MPASS I guess, and the semicolon is missing.

This revision is now accepted and ready to land.Aug 27 2020, 4:07 PM
jhb added inline comments.
sys/kern/subr_bus.c
4924 ↗(On Diff #76273)
4927 ↗(On Diff #76273)

I assume the longer term plan (which I think is a good one) is to convert the new-bus methods to take an sbuf instead of a (pointer, length) tuple?

4957 ↗(On Diff #76273)
sys/kern/subr_bus.c
4927 ↗(On Diff #76273)

Yes. (Or provide the latter as a wrapper around the former.)

sys/kern/subr_bus.c
4927 ↗(On Diff #76273)

Yup. There may also be some other APIs that I'll add to make this easier.

4939 ↗(On Diff #76273)

Already made that tweak locally.. here and below.

This revision now requires review to proceed.Aug 27 2020, 5:06 PM
In D26140#582304, @imp wrote:
In D26140#582298, @mjg wrote:

I think one key problem is that there are setups where non-"global" root can provoke event notification -- not only this poses question about proper sanitization of data, it poses the question what to do with flooding the device. For example jailed root can be allowed to mount/unmount filesystems which now triggers a HUGE message.

Ignore that. The mount messages need to be redone.

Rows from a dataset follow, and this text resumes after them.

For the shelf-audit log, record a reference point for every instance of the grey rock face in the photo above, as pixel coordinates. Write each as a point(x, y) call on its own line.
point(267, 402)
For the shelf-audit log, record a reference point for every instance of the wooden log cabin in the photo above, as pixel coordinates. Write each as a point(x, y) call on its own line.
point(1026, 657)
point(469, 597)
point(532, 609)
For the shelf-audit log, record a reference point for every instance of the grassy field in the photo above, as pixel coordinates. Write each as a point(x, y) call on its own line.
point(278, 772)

But, these issues are more important. The buffers are a little larger to cope in the interim. The mount messages are wrong in a lot of other ways as well, and I need to puzzle through how best to cope (there's both too much information (some of it is bogus, some could be gleaned by other means) and too little (there needs to be some jail ID at least, for example). That's beyond the scope of this patch.

The current notion of "there is a message or not" is in my opinion wasteful. A circular buffer where you alloc upfront the bytes you need OR block waiting for more OR abort would work out better. In the simplest case you would populate the reserved area under the global lock. The current patch blindly requires 1KB per event (presumably motivated with the mount/unmount stuff) while most events are way shorter.

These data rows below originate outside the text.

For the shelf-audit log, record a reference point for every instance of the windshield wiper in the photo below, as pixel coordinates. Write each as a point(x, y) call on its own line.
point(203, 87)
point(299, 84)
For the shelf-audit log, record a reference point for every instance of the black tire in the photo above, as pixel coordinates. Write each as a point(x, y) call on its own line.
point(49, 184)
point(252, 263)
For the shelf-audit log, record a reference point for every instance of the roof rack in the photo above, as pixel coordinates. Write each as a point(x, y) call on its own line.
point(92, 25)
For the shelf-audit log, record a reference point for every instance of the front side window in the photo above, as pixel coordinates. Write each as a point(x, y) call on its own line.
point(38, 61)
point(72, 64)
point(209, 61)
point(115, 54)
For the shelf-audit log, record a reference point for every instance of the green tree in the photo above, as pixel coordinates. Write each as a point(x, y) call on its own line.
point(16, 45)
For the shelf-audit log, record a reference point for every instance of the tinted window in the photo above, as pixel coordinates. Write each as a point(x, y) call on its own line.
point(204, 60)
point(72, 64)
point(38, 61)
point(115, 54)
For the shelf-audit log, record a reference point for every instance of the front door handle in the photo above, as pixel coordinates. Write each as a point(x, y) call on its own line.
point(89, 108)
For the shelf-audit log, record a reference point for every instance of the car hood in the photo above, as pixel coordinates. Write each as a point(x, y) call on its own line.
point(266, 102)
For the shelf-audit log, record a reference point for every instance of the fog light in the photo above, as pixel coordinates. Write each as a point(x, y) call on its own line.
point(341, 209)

Yea, but the cost is only 1M, and likely more like 25k-50k once my rework is done. But one step at a time.

Also, the policy stuff about what to drop when needs some careful though. I've received feedback over the years that we need better low memory behavior, and it would be better to toss oldest message rather than newest if we can't allocate memory, which is what prompted this design. In a typical system, even when there's a flurry of events, there's not a huge demand since devd is good about keeping up... Though I'm taking to heart that some thought might be needed as we expand to different domains that exist on the system (aka jails) and we need to be mindful of starvation and other similar things...

So the question is what messages can be treated as optional to deliver and what messages (if any) as mandatory.

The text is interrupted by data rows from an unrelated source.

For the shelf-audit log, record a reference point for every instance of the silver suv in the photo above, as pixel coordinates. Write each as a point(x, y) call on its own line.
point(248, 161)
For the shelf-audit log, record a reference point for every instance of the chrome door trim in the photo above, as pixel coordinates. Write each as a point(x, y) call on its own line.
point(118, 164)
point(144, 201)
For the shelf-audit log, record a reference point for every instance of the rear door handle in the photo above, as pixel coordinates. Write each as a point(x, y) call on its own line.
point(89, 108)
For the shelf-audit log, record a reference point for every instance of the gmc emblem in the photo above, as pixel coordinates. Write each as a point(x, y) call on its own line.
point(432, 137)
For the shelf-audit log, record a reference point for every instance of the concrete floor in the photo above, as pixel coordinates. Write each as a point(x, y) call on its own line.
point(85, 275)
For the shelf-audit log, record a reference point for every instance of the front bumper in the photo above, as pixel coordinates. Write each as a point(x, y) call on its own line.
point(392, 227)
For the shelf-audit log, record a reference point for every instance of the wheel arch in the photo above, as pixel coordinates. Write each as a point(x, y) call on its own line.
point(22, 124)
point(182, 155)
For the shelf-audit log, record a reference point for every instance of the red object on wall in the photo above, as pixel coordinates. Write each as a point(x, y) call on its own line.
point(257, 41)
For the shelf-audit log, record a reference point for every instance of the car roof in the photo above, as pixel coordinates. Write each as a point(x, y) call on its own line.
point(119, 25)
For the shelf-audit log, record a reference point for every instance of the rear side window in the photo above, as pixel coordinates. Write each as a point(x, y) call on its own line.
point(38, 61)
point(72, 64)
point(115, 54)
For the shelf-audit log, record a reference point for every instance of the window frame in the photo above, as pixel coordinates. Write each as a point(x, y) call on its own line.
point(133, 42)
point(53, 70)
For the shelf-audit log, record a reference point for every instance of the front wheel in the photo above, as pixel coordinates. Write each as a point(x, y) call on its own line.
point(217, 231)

I just don't see any win from having a NOFREE zone for it, seems avoidably wasteful but if this is an intermediate state to be cleaned up soon(tm) it's probably fine. Still, I think there is a flag to disable per-CPU caching and it would be nice to use it here.

For now, though, I think it's adequate to allow other things to make progress. Especially since the current cost is 1MB (tiny on modern systems, and also configurable at boot time if I'm wrong).

The format of space separated key=value is also problematic in that it is bigger than it needs to be, but that's perhaps for a different patchset.

That's not going to change in the near term. There's a lot of user-facing scripts that rely on it, and doing something different would require a lot of careful redesign which we don't have time to do before 13 branches. I have a number of cleanups that I'd like to do that would hide much of the key=value stuff from the in-kernel code. This might allow us to do something smarter in the future, but there's a lot of usage in the kernel that I'd like to clean up first.

tl;dr: you're not wrong in the long term, but in the short term I'd like to compromise to make progress towards the long-term goals.

This revision was not accepted when it landed; it landed in state Needs Review.Aug 29 2020, 4:30 AM
This revision was automatically updated to reflect the committed changes.